My Approach
My therapeutic practice is done through the lens of Somatic Psychotherapy, and is a blend of many somatically informed models of change. See below for some of the models that I employ.
Most importantly, I want to know what you are looking to grow, change or need addressed in your life so that you can feel your best, or at the very least, better than before you walked in the office. Therapy is not exactly always easy – it is a learning process, and learning, by nature, is something that challenges us to stretch and strengthen connections. I think it can be done in a way that works uniquely to the client, where you can feel involved and in charge of what it is that you are signing up for.
My approach is warm, direct, respectfully challenging, relational and multi-layered. Meaning, at times we are laughing, other times forming understanding, many times learning how to utilize your body as an instrument instead of as an unknown vessel. I am passionate about learning together and finding ways to support my clients in ways that are unique to them.
Somatic Psychotherapy is a whole is a model of psychotherapy that works from the “bottom-up” instead of “top-down” in how it addresses the symptoms, behaviors, thoughts, or problems that a client is needing support around.
I find it to be a very powerful method if you are ready to engage and influence what has been, are stuck in patterns, or are feeling in ways that you can’t quite access but you know are in the way of feeling or acting in your best interest.
Our bodies are complex systems of drives and organizations, and Somatic Psychotherapy seeks to befriend the various signals we get and learn from them – learning what and how to listen, and also the discernment of what may be something to negotiate with or hold with a more expanded sense of self. This is important in healing trauma, relational attachment wounds, and re-creating self stories that are meant to protect, but tend to disconnect us from what we truly want.
To know more about Somatic Psychotherapy, click here.
Below is a list of modalities and communities that I have learned and grown my therapy practice within:
Accelerated, Experiential, Dynamic Psychotherapy (AEDP)– a relational model that helps clients identify vital processes of connection, balance, and strengths in relationship to themselves and others.
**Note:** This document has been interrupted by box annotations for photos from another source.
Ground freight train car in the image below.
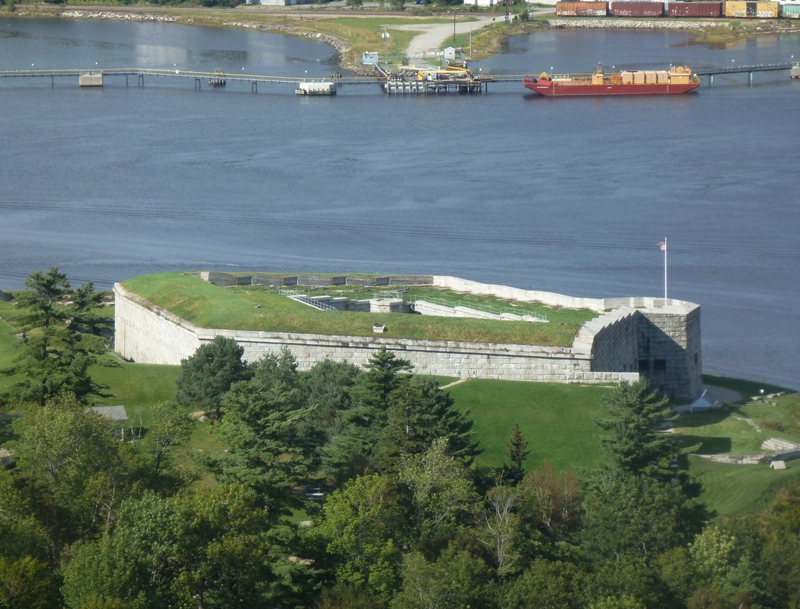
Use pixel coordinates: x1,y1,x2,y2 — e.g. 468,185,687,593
556,2,608,17
781,4,800,19
725,0,781,19
609,0,664,17
667,2,725,17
You can read more about this method in the article, “The Importance of the Therapeutic Relationship“.
Formative Psychology – a method of engagement with how the body is organizing itself in response to its environment, as a way to gain greater influence of how we can consciously respond – instead of merely react, to our life and our relationships. If you are open to it, I guide you through a 5 step process of somatic engagement that can build awareness and self-influence within patterns that you want to change.
Eye Movement Desensitization Reprocessing (EMDR) – A trauma resolution model that utilizes bilateral stimulation to access the limbic system of your brain, where your emotional memory is stored. If you are experiencing any kind of PTSD, have patterns that you seem to not be able to break, or have relational stress that needs some new resources, EMDR offers a safe frame to hold and reprocess in a non-traumatizing way new information so that your body can learn to state shift in places where you have been stuck or caught in patterns that do not serve you.
My work is rooted in a deep faith that, with bodily awareness, our lives become vitally important and our relationships rich with freedom and possibility. I have found that it is in relationship with someone who can help us see and sense ourselves, that we can grow a sense of strength that is then a source of navigation throughout the rest of our lives. This strength is anchored as a felt sense, something to return to – a practice of presence and engagement so that perhaps what is difficult can be softened into; what was once experienced as too much, was all the while, worth discovering.